Wow. Do you really want to read this? I mean, check out that title. Talk about a complete and utter lack of sex appeal. Good thing I wrote the title last. If I had written that title before I tried to write this post I would have probably gotten bored and taken a nap instead.
Well lucky for you I DID write this post. That’s enough intro – let me get into it…
When I write a blog post, such as this one, I like to tell my friends about it. I tell my friends on Facebook by posting it to my profile. However, I also want to tell me friends on Twitter about it, so I’ll post a message on my Twitter account as well. I’ll also post the blog on my Tumblr account so my Tumblr friends can see it. See the problem? I’m posting the same content to 4 different places. This WordPress blog, Facebook, Twitter, and Tumblr. It’s kind of a pain.
But in May 2009 a solution came along! A service called Posterous makes sharing content with friends across multiple platforms coloring-book easy. I just send my content to Posterous once and it automatically posts it to my Posterous page, blog, Facebook, Twitter, and Tumblr. One step to tell all my friends about a new blog post? Awesome.
Posterous make the distribution of my content really easy – but that’s not what this blog post is about (tricked!). This blog post is about what happens AFTER the content is posted and why it’s a broken system.

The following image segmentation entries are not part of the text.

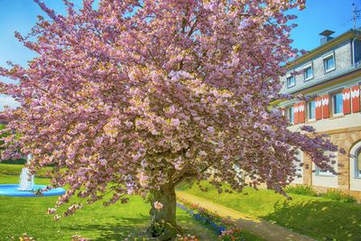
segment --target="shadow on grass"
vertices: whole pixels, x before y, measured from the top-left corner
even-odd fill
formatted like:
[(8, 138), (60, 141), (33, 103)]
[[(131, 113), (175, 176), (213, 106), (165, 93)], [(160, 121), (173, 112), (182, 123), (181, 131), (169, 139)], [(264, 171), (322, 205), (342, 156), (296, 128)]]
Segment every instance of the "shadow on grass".
[[(146, 240), (153, 240), (146, 229), (149, 225), (149, 217), (142, 216), (142, 218), (117, 218), (116, 223), (104, 223), (104, 224), (77, 224), (71, 226), (63, 226), (61, 228), (73, 231), (74, 234), (79, 233), (83, 237), (88, 237), (86, 235), (88, 233), (97, 232), (97, 236), (90, 237), (91, 240), (124, 240), (126, 237), (133, 238), (146, 238)], [(84, 235), (82, 235), (84, 234)]]
[(262, 217), (320, 240), (361, 240), (361, 206), (336, 201), (277, 201)]

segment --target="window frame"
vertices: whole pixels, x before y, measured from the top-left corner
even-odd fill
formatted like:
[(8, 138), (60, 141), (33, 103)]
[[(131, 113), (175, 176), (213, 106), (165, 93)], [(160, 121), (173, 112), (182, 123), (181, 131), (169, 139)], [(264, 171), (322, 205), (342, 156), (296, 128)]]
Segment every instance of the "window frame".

Sending out a post is just the beginging; It’s the first phase in the life of the content. Next (if my content is good) people will begin responding with comments. Friends usually send me comments about a blog post on Twitter, leave a comment on Facebook, or comment right here on this blog. Also, people occassionaly (okay, never) comment on my Tumblr. Soon each platform starts to gather comments. It looks like this:
Can you see the problem? There are four separate conversations happening around the same content. I find this extremely frustrating. From the author’s point of view, I’m getting feedback on four separate platforms (often repeating myself) and have to bounce between several websites to keep up. From the reader’s point of view, they are missing out on quality discussion happening on other platforms. For example, readers on Facebook can’t see the discussion happening on Twitter. On top of that, readers’ comments actually become less valuable because they aren’t reaching readers on other platforms!

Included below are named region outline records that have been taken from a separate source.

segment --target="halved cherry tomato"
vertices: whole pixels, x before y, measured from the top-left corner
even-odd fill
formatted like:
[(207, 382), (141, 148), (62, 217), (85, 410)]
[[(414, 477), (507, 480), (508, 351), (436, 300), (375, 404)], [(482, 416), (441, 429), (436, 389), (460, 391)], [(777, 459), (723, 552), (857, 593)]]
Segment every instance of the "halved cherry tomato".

Here’s my dream. The graphic below shows the same number of comments at the one above (color coded — 3 on Twitter, 1 on Facebook, 2 on the WordPress blog, and 1 on Tumblr) but the comments are cross-platform… meaning that a comment left on Facebook is also displayed on the WordPress blog, where it is obviously also relevant and valuable.
The discussion is no longer fragmented. All comments are visible on each platform. For example, if someone replies to my post on Twitter, that reply also posts to my Facebook, blog, Twitter, and Tumblr accounts auto-magically.
The value of the user interaction goes up for eleven two reasons. First, more people can enjoy each comment because each comment appears across multiple platforms. Second, readers can enjoy (and respond to) everyone else’s comments – regardless of where it came from. I’m no mathematician, but I think that quadruples the value of each comment (I made that up).
If the value of user interaction goes up, the value of the content goes up, and I’m happy.